The treatment of metastatic colorectal cancer (CRC) has evolved rapidly over the last decade, with combination chemotherapy and targeted biologic agents leading to significant improvements in survival. Despite these advances, little is known about their effectiveness in CRC-associated peritoneal carcinomatosis. The purpose of this study was to evaluate outcomes in patients with CRC-associated PC treated in the era of modern chemotherapy.
We retrospectively reviewed an institutional tumor database from 1996 to 2008. Survival data were evaluated for patients treated with PC before and after 2003. No patients before 2003 were treated with combination chemotherapy or biologic therapy. The modern chemotherapy group consisted of patients treated after 2003. Survival curves were estimated.
Overall, 173 patients were identified. Median follow-up was 8.6 months. Median survival in the historic group (n = 91) was 8.9 months and 16.3 months in the modern chemotherapy group (n = 82) (P < 0.004). Age was the only significant covariate. The survival difference between the modern chemotherapy cohort and control cohort persisted after adjustment for age. In a subset of patients in the modern chemotherapy era group, for which treatment regimen could be definitively identified, survival was even greater—23.8 months.

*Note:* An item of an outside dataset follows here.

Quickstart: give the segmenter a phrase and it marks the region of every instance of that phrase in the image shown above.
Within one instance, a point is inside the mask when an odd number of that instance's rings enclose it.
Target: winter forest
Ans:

Patients with CRC-associated PC treated with modern combination chemotherapy and biologic therapy have a significantly longer median survival compared to our historical cohort. Despite these improvements, outcomes still remain poor. Therapeutic adjuncts such as surgical cytoreduction and hyperthermic intraperitoneal chemotherapy (HIPEC) in appropriately selected patients remain promising options to improve outcomes for patients with peritoneal-based disease. J. Surg. Oncol. 2013;107:307–311. © 2012 Wiley Periodicals, Inc.